Translation of "Boynuzlu" in English

0.003 sec.

Examples of using "Boynuzlu" in a sentence and their english translations:

Sen tek boynuzlu atsın.

You're a unicorn.

Vikingler gerçekten boynuzlu kask giymedi.

Vikings didn't really wear horned helmets.

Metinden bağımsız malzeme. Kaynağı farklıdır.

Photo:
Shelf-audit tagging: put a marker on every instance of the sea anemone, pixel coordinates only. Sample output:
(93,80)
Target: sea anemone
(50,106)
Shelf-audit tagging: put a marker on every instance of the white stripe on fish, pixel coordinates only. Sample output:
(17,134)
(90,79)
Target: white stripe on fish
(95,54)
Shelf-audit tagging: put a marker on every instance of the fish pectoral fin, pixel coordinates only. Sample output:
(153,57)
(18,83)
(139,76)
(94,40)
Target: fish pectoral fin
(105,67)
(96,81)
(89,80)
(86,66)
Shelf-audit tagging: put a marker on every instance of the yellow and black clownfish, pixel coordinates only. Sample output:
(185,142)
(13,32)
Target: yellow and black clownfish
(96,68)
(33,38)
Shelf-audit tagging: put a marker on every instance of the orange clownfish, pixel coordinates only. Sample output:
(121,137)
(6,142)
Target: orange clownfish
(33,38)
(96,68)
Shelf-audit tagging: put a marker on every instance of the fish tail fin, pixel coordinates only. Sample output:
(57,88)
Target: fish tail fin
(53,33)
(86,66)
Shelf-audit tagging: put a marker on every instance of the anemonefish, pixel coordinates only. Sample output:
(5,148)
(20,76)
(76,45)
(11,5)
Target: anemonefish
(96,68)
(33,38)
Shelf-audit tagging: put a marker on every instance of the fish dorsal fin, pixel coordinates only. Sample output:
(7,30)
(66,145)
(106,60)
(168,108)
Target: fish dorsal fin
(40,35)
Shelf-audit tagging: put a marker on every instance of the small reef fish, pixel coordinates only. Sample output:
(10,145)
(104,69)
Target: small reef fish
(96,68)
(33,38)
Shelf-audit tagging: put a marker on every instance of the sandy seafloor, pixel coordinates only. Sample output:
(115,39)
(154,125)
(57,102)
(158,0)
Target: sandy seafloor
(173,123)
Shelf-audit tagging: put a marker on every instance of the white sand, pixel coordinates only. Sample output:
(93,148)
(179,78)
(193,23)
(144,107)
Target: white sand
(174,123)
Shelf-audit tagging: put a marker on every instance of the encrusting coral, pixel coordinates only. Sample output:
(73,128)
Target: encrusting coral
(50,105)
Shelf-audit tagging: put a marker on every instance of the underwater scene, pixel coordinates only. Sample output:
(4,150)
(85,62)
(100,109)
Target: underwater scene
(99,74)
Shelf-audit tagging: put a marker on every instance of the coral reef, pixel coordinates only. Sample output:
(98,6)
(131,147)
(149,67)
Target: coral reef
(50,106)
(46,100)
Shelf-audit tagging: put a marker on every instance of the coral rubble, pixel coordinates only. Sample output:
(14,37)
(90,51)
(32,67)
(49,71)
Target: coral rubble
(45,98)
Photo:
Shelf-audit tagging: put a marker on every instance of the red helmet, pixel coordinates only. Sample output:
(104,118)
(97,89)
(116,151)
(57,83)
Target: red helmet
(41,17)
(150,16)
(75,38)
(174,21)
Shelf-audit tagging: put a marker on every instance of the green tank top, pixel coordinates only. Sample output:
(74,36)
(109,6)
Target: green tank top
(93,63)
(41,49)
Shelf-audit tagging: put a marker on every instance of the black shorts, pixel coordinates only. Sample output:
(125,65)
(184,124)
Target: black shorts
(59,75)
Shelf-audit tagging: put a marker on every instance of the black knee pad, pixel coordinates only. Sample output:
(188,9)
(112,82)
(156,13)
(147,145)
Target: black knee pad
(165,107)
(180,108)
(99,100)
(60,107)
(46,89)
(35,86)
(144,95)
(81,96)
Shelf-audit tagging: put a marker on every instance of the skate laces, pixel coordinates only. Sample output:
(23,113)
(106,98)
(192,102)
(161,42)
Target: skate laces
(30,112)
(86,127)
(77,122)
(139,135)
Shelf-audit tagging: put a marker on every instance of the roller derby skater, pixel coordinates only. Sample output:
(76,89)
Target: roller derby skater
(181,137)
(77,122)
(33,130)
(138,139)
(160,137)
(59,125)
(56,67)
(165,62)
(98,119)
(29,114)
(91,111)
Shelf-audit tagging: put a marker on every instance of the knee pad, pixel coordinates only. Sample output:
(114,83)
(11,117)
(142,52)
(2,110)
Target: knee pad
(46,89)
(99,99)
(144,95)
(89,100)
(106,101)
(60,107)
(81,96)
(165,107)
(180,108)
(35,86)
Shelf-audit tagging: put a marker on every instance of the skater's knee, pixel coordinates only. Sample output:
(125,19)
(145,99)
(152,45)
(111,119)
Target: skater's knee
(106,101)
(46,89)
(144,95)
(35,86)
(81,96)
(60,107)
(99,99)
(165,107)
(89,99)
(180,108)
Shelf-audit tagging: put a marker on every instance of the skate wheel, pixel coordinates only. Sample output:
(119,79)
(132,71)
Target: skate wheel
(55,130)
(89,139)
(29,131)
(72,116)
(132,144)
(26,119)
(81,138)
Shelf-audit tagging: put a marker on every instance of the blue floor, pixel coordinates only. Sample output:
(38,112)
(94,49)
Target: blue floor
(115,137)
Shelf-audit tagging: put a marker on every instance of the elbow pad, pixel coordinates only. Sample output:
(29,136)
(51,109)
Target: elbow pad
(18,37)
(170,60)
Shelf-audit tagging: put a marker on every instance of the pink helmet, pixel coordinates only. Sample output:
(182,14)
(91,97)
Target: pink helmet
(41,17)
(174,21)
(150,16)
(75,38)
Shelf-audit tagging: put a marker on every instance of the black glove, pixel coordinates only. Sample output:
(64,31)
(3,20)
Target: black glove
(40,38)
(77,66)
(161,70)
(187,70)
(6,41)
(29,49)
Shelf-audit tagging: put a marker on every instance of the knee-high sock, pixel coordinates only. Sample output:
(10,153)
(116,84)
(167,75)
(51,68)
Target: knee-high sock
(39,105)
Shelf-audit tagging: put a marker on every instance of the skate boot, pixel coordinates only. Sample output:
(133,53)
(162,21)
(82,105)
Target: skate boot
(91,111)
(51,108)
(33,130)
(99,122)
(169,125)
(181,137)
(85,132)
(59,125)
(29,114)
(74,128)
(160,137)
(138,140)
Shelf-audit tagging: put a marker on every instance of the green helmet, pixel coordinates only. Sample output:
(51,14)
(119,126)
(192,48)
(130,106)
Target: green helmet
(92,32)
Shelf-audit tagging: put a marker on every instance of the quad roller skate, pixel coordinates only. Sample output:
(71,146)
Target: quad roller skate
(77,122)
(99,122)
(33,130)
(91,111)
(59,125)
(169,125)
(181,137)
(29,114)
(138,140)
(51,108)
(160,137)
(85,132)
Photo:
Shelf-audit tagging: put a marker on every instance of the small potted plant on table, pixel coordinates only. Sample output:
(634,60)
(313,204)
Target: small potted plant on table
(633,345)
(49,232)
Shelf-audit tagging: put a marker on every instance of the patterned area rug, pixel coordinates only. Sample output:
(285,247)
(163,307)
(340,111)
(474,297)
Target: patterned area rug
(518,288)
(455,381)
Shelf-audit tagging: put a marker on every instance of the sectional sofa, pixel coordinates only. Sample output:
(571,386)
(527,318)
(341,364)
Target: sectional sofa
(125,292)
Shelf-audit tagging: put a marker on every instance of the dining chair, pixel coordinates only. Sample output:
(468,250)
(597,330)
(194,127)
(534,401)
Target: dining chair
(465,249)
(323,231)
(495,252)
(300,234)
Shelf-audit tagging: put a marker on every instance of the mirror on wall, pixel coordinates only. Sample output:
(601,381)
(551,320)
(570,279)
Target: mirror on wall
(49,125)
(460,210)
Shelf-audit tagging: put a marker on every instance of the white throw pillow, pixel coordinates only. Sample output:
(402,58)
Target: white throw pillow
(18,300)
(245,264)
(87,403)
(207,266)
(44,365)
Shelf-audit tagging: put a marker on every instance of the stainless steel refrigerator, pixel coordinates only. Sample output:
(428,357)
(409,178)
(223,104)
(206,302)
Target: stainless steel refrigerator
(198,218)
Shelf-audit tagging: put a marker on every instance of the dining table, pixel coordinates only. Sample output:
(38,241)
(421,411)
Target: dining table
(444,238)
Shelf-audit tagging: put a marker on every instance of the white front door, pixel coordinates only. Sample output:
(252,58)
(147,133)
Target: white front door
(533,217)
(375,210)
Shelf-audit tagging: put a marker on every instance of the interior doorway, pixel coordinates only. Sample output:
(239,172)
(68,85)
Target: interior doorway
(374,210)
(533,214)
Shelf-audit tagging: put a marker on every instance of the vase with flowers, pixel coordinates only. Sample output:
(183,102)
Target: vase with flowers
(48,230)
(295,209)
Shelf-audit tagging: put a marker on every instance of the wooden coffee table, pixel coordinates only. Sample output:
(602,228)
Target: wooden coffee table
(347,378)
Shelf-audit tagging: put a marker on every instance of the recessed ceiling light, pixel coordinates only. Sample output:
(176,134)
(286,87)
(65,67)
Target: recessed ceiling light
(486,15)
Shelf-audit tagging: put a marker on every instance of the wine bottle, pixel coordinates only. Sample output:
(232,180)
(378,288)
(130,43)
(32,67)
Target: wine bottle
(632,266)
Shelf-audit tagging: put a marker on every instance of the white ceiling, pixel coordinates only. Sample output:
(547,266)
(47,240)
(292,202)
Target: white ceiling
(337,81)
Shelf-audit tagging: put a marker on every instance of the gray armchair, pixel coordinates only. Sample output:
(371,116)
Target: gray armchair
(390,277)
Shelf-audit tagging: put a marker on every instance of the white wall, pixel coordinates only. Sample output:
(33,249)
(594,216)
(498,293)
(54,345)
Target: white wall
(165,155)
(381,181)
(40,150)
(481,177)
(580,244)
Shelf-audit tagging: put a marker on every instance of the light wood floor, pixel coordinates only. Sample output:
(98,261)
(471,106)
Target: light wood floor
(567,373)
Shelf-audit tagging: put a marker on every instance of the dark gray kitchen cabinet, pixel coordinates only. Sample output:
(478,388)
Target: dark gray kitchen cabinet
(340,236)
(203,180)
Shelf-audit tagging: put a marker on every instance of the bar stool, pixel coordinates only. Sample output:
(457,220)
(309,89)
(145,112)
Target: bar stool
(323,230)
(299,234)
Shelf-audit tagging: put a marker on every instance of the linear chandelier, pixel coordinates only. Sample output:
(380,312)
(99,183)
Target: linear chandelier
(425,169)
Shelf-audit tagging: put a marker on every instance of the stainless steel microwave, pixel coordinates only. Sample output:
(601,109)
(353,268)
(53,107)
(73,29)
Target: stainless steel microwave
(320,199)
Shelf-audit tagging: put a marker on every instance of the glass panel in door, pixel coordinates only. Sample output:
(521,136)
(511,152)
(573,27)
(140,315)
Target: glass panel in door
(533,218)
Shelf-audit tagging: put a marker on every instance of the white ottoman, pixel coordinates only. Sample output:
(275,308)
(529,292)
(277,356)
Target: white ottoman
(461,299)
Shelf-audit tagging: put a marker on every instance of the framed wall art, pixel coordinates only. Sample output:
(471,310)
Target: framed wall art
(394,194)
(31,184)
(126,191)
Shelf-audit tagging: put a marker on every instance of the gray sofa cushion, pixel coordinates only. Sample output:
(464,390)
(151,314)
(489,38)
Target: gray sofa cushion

O tek boynuzlu atı yakaladın mı?

Have you caught that Unicorn yet?

Tek boynuzlu at efsanevi bir yaratıktır.

The unicorn is a fabulous monster.

Deniz gergedanı denizin tek boynuzlu atıdır.

The narwhal is the unicorn of the sea.

Tom tek boynuzlu atın gerçek olduğuna inanıyor.

- Tom believes that unicorns are real.
- Tom believes unicorns are real.

Boynuzlu Viking kaskları İskandinavya'da artık modaya uygun değil.

Viking helmets with horns aren't in style in Scandinavia anymore.

Bilim adamları tek boynuzlu atların bir zamanlar Sibirya'da yaşamış olduğunu keşfettiler.

Scientists have discovered that unicorns once lived in Siberia.

Manny kızlar ona binecek diye tek boynuzlu bir at olmak istiyor.

Manny wants to be a unicorn so girls will ride him.

"Tek boynuzlu bir at istemiyor musun, Tom?" "Oh, devam et öyleyse, bir tane alacağım.

"Don't you want a unicorn, Tom?" "Oh, go on then, I'll take one."